I offered him samples, and he excitedly asked for quite a few, savoring every ingredient, celebrating the apparent explosion of flavors in his mouth in each spoonful. Every sensation delighted him, and with each taste his appreciation grew, even in the flavors he didn’t like. It was some of the most fun I’d ever had with any customer.
There was one thing that was distracting me, however, from which I could not tear my eyes.
Dangling on the very tip of his nose was a little ball of mucus, threatening to fall right onto the counter. Every time he moved his head, this clear drop of snot prepared to make its departure onto a surface that I would most likely have to clean. I didn’t know if I should say something or not; I had no desire to interrupt the great time he was having, nor did I want to embarrass him. Just as the situation was getting dire and I was opening my mouth to say something, I don’t know what, but something, he seemed to sense what was amiss. With the slightest bit of embarrassment, he pulled a crumpled up tissue from inside his pocket, dabbed at the tip of his nose, and said,
I’m sorry. I’m going through chemotherapy right now, and my nose dripping is one of the side effects.
I felt my heart starting to break as he put his tissue back into his pocket and, forcing himself to reignite his excitement for the ice cream, he asked for another sample.
My curiosity getting the better of me, I gently inquired further as to his situation. He told me that it was his second battle with cancer, and this time it was stage four.
Blinking back the memories of all of the friends and family that I’ve had, as do so many other people, who’ve been subjected to the aggressive beating of cancer, I scooped him his mixture of almond and honey lavender ice creams.
I brought him to the register while he apologized for giving me the details of what he was going through.
“I never tell people about my situation, so I’m surprised that I’ve told you as much as I have.”
“It happens all the time”, I told him, with a smile.
As he reached into his pocket for money, I said “this one is on me today.” He stopped and looked at me with genuine shock in his eyes. He then enveloped me in a giant bear hug, thanking me incessantly for the gift. I told him truthfully that it was the least I could do, and how grateful I was to him for confiding in me. Then he said the words that I will never forget.

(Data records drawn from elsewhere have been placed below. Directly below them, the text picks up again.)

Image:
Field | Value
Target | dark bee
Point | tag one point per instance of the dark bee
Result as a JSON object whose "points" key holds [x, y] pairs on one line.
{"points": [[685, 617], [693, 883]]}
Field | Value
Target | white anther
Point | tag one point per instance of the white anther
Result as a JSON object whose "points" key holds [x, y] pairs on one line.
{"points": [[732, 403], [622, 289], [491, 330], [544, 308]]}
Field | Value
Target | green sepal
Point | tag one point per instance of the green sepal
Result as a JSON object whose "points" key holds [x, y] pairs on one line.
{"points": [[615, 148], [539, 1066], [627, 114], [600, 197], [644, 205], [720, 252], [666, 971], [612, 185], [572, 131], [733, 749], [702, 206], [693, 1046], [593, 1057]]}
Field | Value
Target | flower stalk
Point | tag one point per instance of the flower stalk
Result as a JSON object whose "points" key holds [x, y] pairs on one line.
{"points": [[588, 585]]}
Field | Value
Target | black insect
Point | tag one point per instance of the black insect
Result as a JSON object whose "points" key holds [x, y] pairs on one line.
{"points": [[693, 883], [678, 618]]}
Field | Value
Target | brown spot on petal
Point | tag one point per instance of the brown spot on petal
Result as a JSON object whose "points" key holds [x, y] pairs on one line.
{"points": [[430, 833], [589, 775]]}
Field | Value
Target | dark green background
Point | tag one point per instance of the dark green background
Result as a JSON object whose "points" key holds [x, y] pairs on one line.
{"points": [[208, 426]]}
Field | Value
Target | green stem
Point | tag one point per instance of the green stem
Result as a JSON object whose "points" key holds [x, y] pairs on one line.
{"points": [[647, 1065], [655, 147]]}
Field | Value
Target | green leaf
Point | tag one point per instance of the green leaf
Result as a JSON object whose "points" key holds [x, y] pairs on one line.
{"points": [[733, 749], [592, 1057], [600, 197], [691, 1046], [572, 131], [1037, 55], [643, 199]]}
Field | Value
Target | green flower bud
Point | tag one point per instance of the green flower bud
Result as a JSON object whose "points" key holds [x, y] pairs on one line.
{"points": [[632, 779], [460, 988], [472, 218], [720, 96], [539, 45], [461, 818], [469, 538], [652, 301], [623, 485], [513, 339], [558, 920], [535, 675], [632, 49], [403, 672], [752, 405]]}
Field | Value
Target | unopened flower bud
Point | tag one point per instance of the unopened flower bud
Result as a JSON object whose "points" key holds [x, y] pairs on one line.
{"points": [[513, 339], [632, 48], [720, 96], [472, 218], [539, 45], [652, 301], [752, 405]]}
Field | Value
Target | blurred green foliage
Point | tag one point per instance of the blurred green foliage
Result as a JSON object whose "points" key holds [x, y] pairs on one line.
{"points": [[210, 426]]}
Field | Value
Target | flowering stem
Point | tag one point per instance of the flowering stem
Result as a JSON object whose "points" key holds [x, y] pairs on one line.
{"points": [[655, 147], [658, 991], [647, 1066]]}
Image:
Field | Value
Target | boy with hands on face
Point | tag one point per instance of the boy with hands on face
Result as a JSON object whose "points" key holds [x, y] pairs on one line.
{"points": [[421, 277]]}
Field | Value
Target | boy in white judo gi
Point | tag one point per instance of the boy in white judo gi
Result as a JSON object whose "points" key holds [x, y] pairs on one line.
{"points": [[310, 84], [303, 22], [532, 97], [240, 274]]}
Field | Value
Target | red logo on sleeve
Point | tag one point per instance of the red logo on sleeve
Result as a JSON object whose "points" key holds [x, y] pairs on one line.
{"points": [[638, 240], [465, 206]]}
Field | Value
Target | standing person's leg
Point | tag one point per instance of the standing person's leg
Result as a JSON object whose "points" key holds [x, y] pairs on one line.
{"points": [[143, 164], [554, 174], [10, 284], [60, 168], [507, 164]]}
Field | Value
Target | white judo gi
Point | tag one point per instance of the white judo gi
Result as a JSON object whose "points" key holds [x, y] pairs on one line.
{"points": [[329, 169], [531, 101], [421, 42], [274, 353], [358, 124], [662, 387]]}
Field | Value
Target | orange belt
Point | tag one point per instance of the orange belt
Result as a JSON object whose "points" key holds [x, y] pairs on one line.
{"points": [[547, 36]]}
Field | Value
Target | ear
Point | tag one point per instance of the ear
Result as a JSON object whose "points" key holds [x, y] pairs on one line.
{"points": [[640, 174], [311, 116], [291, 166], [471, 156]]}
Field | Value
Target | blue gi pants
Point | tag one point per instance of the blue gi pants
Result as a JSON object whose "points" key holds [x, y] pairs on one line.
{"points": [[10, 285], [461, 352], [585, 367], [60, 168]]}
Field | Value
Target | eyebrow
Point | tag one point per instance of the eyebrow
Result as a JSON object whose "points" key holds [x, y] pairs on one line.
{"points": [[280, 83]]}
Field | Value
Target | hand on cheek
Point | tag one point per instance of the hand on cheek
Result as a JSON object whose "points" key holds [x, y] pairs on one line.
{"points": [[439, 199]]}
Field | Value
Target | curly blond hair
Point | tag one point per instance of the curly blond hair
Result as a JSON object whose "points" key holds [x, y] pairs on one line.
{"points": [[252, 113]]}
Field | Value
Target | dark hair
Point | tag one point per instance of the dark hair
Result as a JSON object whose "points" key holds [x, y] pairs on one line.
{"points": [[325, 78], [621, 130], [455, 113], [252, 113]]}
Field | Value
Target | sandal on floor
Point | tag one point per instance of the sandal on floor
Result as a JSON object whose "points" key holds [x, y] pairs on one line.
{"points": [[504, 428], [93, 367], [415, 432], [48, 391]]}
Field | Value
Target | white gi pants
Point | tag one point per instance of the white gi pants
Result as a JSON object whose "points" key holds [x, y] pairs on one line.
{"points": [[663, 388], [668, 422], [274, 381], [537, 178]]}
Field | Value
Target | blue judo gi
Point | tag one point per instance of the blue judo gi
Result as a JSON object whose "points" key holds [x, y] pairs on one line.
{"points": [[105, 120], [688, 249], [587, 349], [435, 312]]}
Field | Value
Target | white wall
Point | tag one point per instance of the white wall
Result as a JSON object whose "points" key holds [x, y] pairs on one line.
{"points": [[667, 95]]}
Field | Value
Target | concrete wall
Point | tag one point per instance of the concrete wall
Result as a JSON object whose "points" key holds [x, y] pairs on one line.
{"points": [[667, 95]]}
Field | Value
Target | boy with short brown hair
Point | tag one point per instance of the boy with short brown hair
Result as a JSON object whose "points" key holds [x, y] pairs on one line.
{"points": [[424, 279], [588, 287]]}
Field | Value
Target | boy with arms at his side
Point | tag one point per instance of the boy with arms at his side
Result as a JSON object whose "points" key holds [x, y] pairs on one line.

“I know that I shouldn’t be happy at this time in my life, but, for some reason, I’ve never been happier. I feel so free.”
It’s what catalyzed my mission in life to not have one wasted moment, to be grateful for everything I have, both good and bad. I felt my hands starting to shake as he turned around with his cup of ice cream and exited the shop, turning his face towards the sky, towards the warmth of the sun, and all I could think to myself was that if he could be having the best time of his life during a time of severe sickness, pain, and grief, then why can’t I, a healthy woman in her 20s, be in the best time of my life?
I’ve thought about him frequently from that point on, wondering if he was ever able to recover.
About two years later, I clocked in at work, and as I walked to the lobby of the shop, a man came through the front door, once again bathed in a halo of the sun. He walked quickly, and I could see that he was wearing a “cuck fancer” shirt. I did not recognize him by his face, nor did he recognize me by mine. But, as our eyes met, we saw past each other's exteriors, I into his very being and he into mine, and I knew exactly who he was, and he knew me.
“Is it you?” He asked, just as I said, “it’s you! It’s you!”
He was just as shocked that I remembered him as I was that he remembered me.
“I don’t want any ice cream today. I just wanted to come in and tell you how much it meant to me when you gave me my ice cream two years ago. It’s those little things that make all the difference, more than anything else. I’m cancer-free now, and participating in the fight against cancer.”
I told him how much his words touched my life, and how I’ve never forgotten him.
And, as he once again walked out through the doors, I was filled to bursting from this beautiful gift. Even now, years after that experience, I still make choices influenced by the lessons he taught me. Wherever he is, I hope that he is living a healthy and happy life, fighting the good fight, and changing more lives for the better.